Originally Posted By: mjoekingz28
Maybe the tire rack can start testing the fuel efficiency of their tires. I had some 9 year old Kumho 732 touring pluses and got 40 mpg and on this hill I crest every day I always throw it in neutral and coast. ON the 732 I would consistently hit 51mpg. With my new KR22s, I get 38mpg and only hit 48mph on the same hill.

These are immediate results. Noone believes that tires make a difference, but I just say on Tuesday I was getting 40-41mpg and the following day (Wednesday) I was getting 38mpg and has been consitant ever since. Sad thing is, these 22s are Low Rolling Resistance tires, but don't act like it.

I cant really blame the Kr22 though, as I had Tiger Paws before them and got 1 . lower (37mpg).
They do test for mpg.

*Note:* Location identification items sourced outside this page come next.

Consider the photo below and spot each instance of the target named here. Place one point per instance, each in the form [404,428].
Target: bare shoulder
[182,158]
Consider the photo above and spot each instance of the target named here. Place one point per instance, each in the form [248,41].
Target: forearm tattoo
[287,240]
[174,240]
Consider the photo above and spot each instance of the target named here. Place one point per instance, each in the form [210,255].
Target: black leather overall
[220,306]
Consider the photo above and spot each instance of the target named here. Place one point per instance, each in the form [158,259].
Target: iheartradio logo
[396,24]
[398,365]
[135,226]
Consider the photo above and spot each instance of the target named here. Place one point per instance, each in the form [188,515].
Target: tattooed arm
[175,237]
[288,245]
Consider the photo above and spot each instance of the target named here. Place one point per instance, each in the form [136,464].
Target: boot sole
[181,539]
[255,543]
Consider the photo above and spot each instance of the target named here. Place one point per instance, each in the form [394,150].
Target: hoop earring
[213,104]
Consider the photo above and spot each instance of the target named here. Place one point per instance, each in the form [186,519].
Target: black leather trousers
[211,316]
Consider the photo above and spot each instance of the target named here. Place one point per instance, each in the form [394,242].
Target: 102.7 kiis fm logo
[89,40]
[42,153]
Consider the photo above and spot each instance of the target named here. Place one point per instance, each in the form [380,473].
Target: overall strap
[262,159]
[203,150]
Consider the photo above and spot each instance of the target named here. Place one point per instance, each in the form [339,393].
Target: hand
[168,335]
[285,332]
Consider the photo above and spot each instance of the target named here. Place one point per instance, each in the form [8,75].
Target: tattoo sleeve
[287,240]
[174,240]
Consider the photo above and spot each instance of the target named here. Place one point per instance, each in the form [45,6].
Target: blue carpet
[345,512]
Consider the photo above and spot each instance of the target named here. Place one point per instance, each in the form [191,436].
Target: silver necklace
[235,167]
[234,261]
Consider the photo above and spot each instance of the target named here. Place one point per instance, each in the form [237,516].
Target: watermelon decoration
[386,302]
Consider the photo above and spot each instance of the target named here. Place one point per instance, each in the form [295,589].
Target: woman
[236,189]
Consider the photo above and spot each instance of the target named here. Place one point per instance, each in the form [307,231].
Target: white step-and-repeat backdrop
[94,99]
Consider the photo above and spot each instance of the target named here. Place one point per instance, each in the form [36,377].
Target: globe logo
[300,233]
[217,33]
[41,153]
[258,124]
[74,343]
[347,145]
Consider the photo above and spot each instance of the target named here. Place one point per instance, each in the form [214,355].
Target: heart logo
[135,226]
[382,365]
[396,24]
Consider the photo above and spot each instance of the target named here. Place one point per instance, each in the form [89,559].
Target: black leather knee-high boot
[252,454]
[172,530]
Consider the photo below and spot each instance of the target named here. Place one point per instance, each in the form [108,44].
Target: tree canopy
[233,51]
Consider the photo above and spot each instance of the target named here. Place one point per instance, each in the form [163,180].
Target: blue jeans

It's right in the test at hand. Surprise! Surprise! The Comfort Tread Tourings got better mpg than the Michelins.
 
Quote:
I am sure everyone is well aware of the advice to put new tires on the rear. Every year for the past 5 years, the company I work for has put on a demonstration.

The problem with this advice is that it is short-sighted. Front tires wear more rapidly than rear tires, particularly in FWD cars. What happens when it comes time to rotate the tires front to back (which is the only rotation allowed for unidirectional tires)? The differential between front and rear tread depth is worse than the original configuration where the "engineers" recommended putting the new tires on the back.

Costco insists on this silly policy so I sent an online inquiry to the Michelin technical experts repeating the argument made above: putting the new tires on the back creates a worse imbalance after rotation than putting the new tires on the front would have created in the first place. The Michelin experts never replied, presumably because the logic is irrefutable.
 
There are auto manufacturers and tire suppliers who advise against routine tire rotation. In such cases a new pair of tires would always go on the rear, with the older pair being placed on the front. Barring the use of different tire sizes between the front and rear axles, that is.